Oncobell, Bellvitge Biomedical Research Institute, IDIBELL, 08908 Barcelona, Spain.
Oncobell, Bellvitge Biomedical Research Institute, IDIBELL, 08908 Barcelona, Spain; Department of Neurological Surgery, Northwestern University Feinberg School of Medicine, Chicago, IL 60611, USA.
Dev Cell. 2021 Jun 21;56(12):1727-1741.e7. doi: 10.1016/j.devcel.2021.04.022. Epub 2021 May 17.

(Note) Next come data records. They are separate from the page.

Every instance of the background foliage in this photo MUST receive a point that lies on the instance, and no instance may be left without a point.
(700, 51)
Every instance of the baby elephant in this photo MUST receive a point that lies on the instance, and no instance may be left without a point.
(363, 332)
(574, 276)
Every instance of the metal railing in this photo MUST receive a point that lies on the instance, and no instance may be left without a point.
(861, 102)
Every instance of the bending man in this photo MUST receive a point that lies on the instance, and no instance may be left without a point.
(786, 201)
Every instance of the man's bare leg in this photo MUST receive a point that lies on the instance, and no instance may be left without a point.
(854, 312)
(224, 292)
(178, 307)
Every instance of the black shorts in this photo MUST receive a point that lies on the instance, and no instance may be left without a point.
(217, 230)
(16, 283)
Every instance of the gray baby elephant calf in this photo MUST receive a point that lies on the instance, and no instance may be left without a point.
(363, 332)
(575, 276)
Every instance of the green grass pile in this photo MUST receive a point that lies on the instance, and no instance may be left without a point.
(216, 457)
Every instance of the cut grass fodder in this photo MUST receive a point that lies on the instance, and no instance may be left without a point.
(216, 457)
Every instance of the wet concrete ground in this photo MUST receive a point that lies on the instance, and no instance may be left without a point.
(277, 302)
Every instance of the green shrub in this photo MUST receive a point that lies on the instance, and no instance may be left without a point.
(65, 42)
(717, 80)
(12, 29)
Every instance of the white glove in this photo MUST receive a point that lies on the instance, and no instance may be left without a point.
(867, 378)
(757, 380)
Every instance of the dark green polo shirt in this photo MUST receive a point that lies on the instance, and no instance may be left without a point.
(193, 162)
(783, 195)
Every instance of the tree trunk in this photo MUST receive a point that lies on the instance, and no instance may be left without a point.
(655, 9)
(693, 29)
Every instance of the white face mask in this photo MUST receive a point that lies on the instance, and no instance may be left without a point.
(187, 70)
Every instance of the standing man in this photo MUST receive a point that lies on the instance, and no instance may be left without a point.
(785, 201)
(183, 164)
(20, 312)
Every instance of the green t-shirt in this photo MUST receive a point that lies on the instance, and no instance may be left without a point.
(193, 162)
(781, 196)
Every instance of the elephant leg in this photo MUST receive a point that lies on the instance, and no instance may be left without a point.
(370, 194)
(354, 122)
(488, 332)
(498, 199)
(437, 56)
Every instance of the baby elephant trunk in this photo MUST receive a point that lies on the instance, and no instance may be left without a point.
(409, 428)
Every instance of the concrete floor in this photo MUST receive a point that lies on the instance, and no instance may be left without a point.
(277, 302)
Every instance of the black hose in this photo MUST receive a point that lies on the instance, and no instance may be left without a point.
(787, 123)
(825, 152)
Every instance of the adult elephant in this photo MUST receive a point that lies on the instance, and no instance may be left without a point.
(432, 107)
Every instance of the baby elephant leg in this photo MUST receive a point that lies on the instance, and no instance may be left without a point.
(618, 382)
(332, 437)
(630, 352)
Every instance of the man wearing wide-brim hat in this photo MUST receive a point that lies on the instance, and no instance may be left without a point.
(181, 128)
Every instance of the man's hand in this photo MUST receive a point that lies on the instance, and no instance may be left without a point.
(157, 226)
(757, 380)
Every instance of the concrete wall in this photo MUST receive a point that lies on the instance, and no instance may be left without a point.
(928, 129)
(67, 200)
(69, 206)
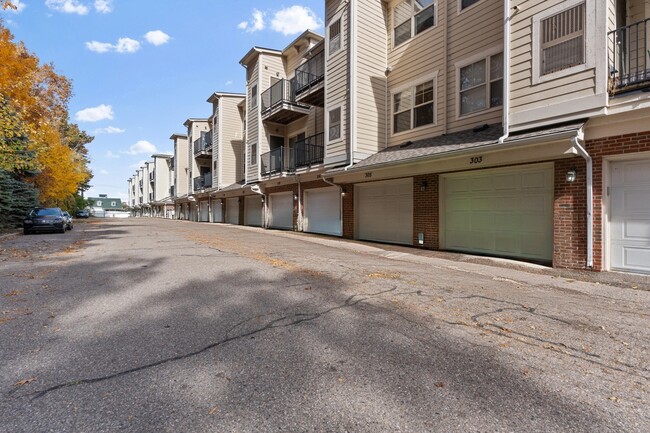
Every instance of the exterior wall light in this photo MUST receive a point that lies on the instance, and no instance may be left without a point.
(571, 175)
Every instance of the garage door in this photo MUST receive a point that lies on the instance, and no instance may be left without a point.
(217, 211)
(204, 211)
(232, 210)
(505, 212)
(385, 211)
(630, 216)
(253, 211)
(281, 210)
(323, 211)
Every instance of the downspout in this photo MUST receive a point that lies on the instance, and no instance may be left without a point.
(506, 70)
(590, 195)
(353, 82)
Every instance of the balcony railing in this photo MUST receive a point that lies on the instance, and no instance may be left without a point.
(279, 103)
(629, 50)
(310, 74)
(273, 161)
(203, 145)
(203, 182)
(310, 151)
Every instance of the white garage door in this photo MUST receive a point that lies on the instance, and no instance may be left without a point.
(281, 215)
(217, 211)
(630, 216)
(385, 211)
(204, 211)
(253, 216)
(323, 211)
(504, 212)
(232, 210)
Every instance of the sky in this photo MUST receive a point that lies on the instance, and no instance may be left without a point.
(140, 68)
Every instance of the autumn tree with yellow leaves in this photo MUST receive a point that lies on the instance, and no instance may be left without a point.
(38, 144)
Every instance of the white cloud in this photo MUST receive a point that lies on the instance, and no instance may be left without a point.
(109, 130)
(295, 19)
(19, 7)
(99, 47)
(157, 37)
(67, 6)
(104, 6)
(141, 147)
(127, 45)
(95, 114)
(124, 45)
(255, 24)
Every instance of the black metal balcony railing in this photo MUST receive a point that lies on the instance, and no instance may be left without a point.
(310, 73)
(629, 62)
(203, 145)
(310, 151)
(273, 161)
(203, 182)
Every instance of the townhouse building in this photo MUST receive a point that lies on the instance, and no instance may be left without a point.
(511, 128)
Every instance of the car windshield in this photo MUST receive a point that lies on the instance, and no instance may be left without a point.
(46, 212)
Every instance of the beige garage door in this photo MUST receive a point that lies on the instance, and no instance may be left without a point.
(385, 211)
(504, 212)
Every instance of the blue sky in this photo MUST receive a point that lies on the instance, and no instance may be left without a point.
(140, 68)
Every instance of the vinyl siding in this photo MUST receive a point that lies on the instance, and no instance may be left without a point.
(464, 43)
(371, 77)
(337, 73)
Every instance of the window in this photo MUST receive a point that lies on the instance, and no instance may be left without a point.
(254, 96)
(412, 17)
(254, 154)
(335, 36)
(335, 124)
(481, 85)
(562, 41)
(467, 3)
(413, 107)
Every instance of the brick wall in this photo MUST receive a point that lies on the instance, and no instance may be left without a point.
(425, 210)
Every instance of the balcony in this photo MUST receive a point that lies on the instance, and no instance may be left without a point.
(203, 145)
(629, 62)
(202, 182)
(310, 81)
(279, 103)
(309, 152)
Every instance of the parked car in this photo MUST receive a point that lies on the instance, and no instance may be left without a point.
(68, 220)
(44, 219)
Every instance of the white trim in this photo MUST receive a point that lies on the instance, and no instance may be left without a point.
(412, 85)
(589, 39)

Rank signaling enhances stemness in mouse and human mammary epithelial cells (MECs) and mediates mammary tumor initiation. Mammary tumors initiated by oncogenes or carcinogen exposure display high levels of Rank and Rank pathway inhibitors have emerged as a new strategy for breast cancer prevention and treatment. Here, we show that ectopic Rank expression in the mammary epithelia unexpectedly delays tumor onset and reduces tumor incidence in the oncogene-driven Neu and PyMT models. Mechanistically, we have found that ectopic expression of Rank or exposure to Rankl induces senescence, even in the absence of other oncogenic mutations. Rank leads to DNA damage and senescence through p16/p19. Moreover, RANK-induced senescence is essential for Rank-driven stemness, and although initially translates into delayed tumor growth, eventually promotes tumor progression and metastasis. We uncover a dual role for Rank in the mammary epithelia: Rank induces senescence and stemness, delaying tumor initiation but increasing tumor aggressiveness.
信号转导增强了小鼠和人乳腺上皮细胞(MECs)的干性,并介导了乳腺肿瘤的起始。由致癌基因或致癌物暴露引发的乳腺肿瘤表现出高水平的 Rank 和 Rank 途径抑制剂,已成为乳腺癌预防和治疗的新策略。在这里,我们表明,乳腺上皮细胞中异位 Rank 的表达出人意料地延迟了肿瘤的发生,并降低了致癌基因驱动的 Neu 和 PyMT 模型中的肿瘤发生率。从机制上讲,我们发现异位表达 Rank 或暴露于 Rankl 会诱导衰老,即使没有其他致癌突变也是如此。Rank 通过 p16/p19 导致 DNA 损伤和衰老。此外,RANK 诱导的衰老对于 Rank 驱动的干性是必不可少的,尽管最初会导致肿瘤生长延迟,但最终会促进肿瘤的进展和转移。我们揭示了 Rank 在乳腺上皮细胞中的双重作用:Rank 诱导衰老和干性,延迟肿瘤起始,但增加肿瘤侵袭性。